Hershey Felder’s latest musical film examines little-known librettist’s relationship with Mozart
Most opera and classical music lovers know the history of Wolfgang Amadeus Mozart and his operas. But few people know about the colorful life of Lorenzo Da Ponte, who was the librettist of three of the composer’s best-known operas, “Les Noces de Figaro”, “Don Giovanni” and Cosi fan tutte.
Da Ponte’s unusual life – and his prospect of working alongside the Austrian composer – is the subject of “Mozart and Figaro in Vienna”. This is the latest musical film written and directed by and starring playwright-pianist Hershey Felder. Airing at 5 p.m. on January 9, the film is co-presented by the San Diego Repertory Theater and nearly two dozen other US theaters. Felder lives and works in Florence, Italy, and all scenes in the film were filmed in the Tuscan city as part of his “Live from Florence” film series.
Da Ponte was born Jewish but his family secretly changed their name and converted to Catholicism. During his long career he served as a priest, was convicted of running a brothel in Venice and banished, went bankrupt and fled to the United States, where he founded the first American opera house in New York.
The film will feature an international cast of opera singers, including American baritones Nathan Gunn and Timothy Renner and Russian soprano Ekaterina Siurina as well as members of the Italian Maggio Musicale Orchestra. Felder plays Da Ponte, both as a young court musician in Vienna, and in his later years in New York City, where he became a US citizen and died in 1838. Felder answered a few questions about his latest project by e-mail last week.
Question: Where did you get the idea for this piece and its focus on Da Ponte?
A: “I have always been fascinated by Da Ponte.
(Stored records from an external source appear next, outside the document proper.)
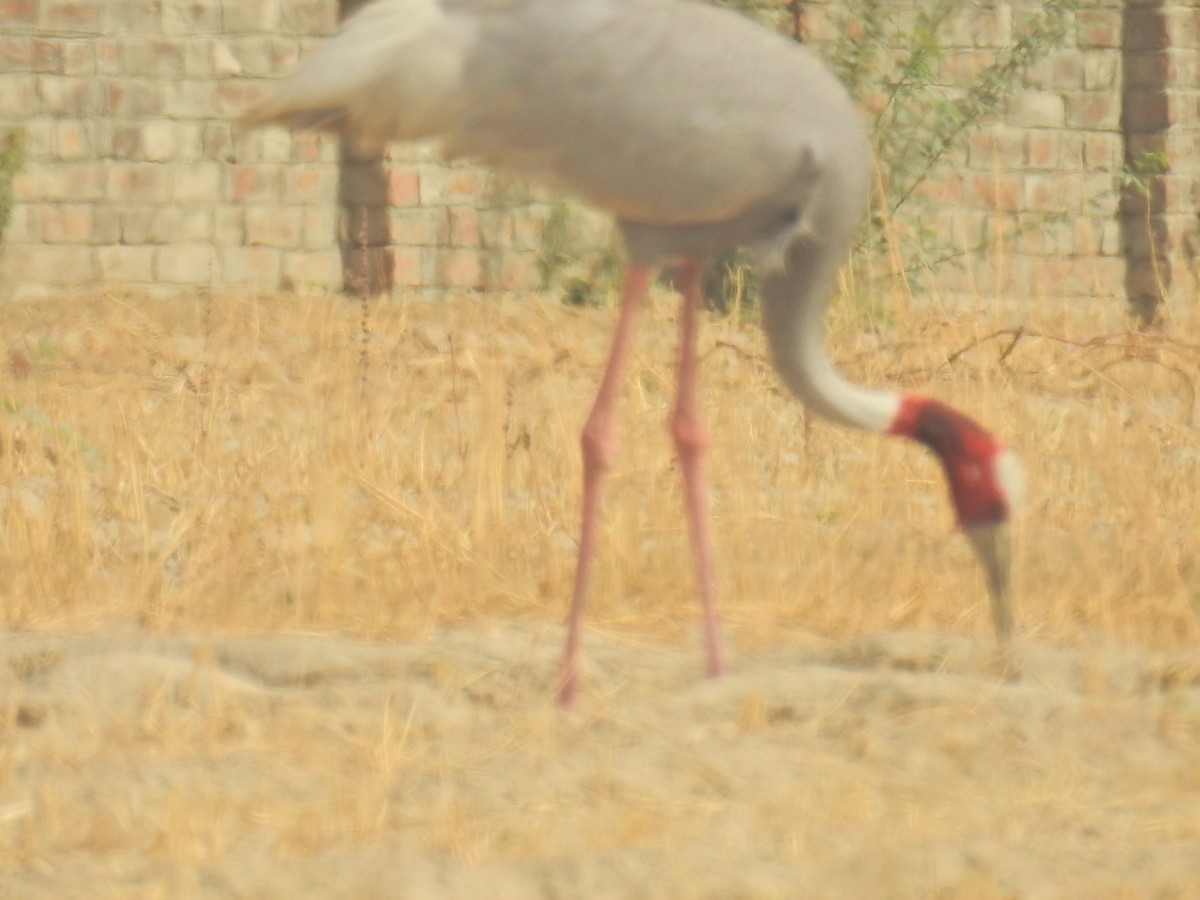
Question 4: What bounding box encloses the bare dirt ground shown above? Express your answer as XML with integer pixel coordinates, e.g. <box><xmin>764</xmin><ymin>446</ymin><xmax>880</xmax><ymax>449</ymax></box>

<box><xmin>0</xmin><ymin>623</ymin><xmax>1200</xmax><ymax>898</ymax></box>
<box><xmin>0</xmin><ymin>295</ymin><xmax>1200</xmax><ymax>900</ymax></box>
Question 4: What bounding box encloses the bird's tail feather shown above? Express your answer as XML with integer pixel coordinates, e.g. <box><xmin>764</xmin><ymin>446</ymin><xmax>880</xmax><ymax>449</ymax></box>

<box><xmin>240</xmin><ymin>0</ymin><xmax>470</xmax><ymax>140</ymax></box>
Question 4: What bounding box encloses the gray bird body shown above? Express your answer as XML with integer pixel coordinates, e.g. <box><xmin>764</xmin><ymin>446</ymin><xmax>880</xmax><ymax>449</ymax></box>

<box><xmin>238</xmin><ymin>0</ymin><xmax>869</xmax><ymax>263</ymax></box>
<box><xmin>245</xmin><ymin>0</ymin><xmax>1022</xmax><ymax>706</ymax></box>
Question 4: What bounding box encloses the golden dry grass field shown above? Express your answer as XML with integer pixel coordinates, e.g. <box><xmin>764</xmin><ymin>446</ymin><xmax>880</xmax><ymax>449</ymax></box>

<box><xmin>0</xmin><ymin>285</ymin><xmax>1200</xmax><ymax>898</ymax></box>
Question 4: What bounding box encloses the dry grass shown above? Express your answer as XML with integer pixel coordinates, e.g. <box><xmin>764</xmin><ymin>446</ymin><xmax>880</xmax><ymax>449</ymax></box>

<box><xmin>0</xmin><ymin>283</ymin><xmax>1200</xmax><ymax>900</ymax></box>
<box><xmin>0</xmin><ymin>285</ymin><xmax>1200</xmax><ymax>648</ymax></box>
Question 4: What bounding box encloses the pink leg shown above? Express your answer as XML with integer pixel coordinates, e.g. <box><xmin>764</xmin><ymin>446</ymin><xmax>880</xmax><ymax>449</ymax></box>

<box><xmin>668</xmin><ymin>260</ymin><xmax>725</xmax><ymax>678</ymax></box>
<box><xmin>558</xmin><ymin>265</ymin><xmax>652</xmax><ymax>708</ymax></box>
He worked with Mozart, no doubt giving Mozart the material to become eternal in the world of opera. I loved the way Da Ponte talked about Mozart, and I’m quite moved by the way we refer to “Mozart operas”, but not to Mozart and Da Ponte operas. Da Ponte was also a real character, and you could do many episodes in her life. The story is about being in the presence of a genius and contributing to that genius, and perhaps not being recognized for doing so.
Question: Where did you film “Mozart and Figaro in Vienna”?
A: “Unfortunately, Vienna was completely blocked off, so we were able to film in the magnificent Palazzo Gianfigliazzi Bonaparte in central Florence, which has exactly the interior that a late 18th century Viennese palace, the Emperor’s Palace, would have. The palace itself is historic and the decor dates exactly from the period Mozart is said to have visited and performed. It is a beautiful palace which still has the decor, now fully restored to its original glory.
Question: What would most theatergoers be surprised to learn about Mozart that only composers and pianists like you know?
A: “While he was definitely scatological in his letter writing, he was much more serious and calm in his work and his relationships. The other thing is that audiences might be interested in what it’s like to be surrounded by genius, as music allows us, but unlike Antonio Salieri who was portrayed in the movie “Amadeus” as an enemy jealous capable (perhaps) of murder. … Very dramatic and engaging, but not historically grounded. I love the movie and I love the drama, but I also think there’s a place to tell a human story that could be a little closer to what we think happened.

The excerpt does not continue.